De omstandigheid dat een instelling of agentschap in het besluit naar aanleiding van de administratieve klacht de argumenten ten gronde heeft beantwoord zonder in te gaan op de eventualiteit dat deze te laat was ingediend en derhalve niet-ontvankelijk was, of de belanghebbende daarin zelfs uitdrukkelijk heeft aangegeven dat hij het besluit voor de rechter kon betwisten, heeft dus geen invloed op de beoordeling door het Gerecht voor ambtenarenzaken van de ontvankelijkheid van het beroep dat vervolgens tegen dat besluit wordt ingesteld.

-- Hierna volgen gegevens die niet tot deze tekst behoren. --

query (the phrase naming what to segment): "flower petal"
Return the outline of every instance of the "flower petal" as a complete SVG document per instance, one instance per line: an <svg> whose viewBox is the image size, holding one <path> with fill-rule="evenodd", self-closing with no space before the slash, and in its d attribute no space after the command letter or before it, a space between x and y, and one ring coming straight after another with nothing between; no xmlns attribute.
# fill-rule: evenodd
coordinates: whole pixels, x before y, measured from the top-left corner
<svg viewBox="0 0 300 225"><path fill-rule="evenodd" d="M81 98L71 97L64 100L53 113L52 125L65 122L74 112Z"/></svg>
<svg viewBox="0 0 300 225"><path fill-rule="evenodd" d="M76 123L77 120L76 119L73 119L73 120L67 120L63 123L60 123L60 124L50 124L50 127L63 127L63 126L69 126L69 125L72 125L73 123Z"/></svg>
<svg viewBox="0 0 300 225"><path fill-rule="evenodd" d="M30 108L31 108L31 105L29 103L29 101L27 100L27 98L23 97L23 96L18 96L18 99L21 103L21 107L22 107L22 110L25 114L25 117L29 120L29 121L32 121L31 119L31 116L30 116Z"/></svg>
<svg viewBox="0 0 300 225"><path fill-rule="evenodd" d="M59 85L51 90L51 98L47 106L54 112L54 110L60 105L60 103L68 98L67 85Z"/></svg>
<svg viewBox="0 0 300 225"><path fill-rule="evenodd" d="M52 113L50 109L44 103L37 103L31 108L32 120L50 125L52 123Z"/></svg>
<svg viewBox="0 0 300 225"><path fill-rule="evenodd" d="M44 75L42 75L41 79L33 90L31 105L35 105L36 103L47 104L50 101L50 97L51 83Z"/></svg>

Dergelijke omstandigheden kunnen immers niet tot gevolg hebben dat wordt afgeweken van het bij de artikelen 90 en 91 van het Statuut ingevoerde stelsel van dwingende termijnen en nog minder dat het Gerecht wordt ontslagen van zijn verplichting om de eerbiediging van de statutaire termijnen te controleren.

(cf. punten 28 en 29)

Referentie:

Hof: arresten Müllers/ESC, 79/70, EU:C:1971:79, punt 18, en Moussis/Commissie, 227/83, EU:C:1984:276, punt 13

Gerecht van eerste aanleg: arresten Offermann/Parlement, T‑129/89, EU:T:1991:55, punt 34; Rasmussen/Commissie, T‑35/96, EU:T:1997:36, punt 30, en beschikking Braun-Neumann/Parlement, T‑306/08 P, EU:T:2009:6, punt 37

Gerecht voor ambtenarenzaken: beschikkingen Schmit/Commissie, F‑3/05, EU:F:2006:31, punt 24; Lebedef/Commissie, F‑60/13, EU:F:2014:6, punt 36, en Michel/Commissie, F‑44/13, EU:F:2014:40, punt 68

4.      Een besluit tot afwijzing van een sollicitatie van een persoon vormt voor hem ontegenzeglijk een bezwarend besluit, aangezien het, door hem de mogelijkheid te ontnemen om deel te nemen aan de volgende fase van de aanwervingsprocedure en, derhalve, om in het kader van de kennisgeving van vacature te worden aangesteld, bindende rechtsgevolgen heeft die zijn belangen rechtstreeks en onmiddellijk kunnen raken doordat zij zijn rechtspositie kenmerkend wijzigen.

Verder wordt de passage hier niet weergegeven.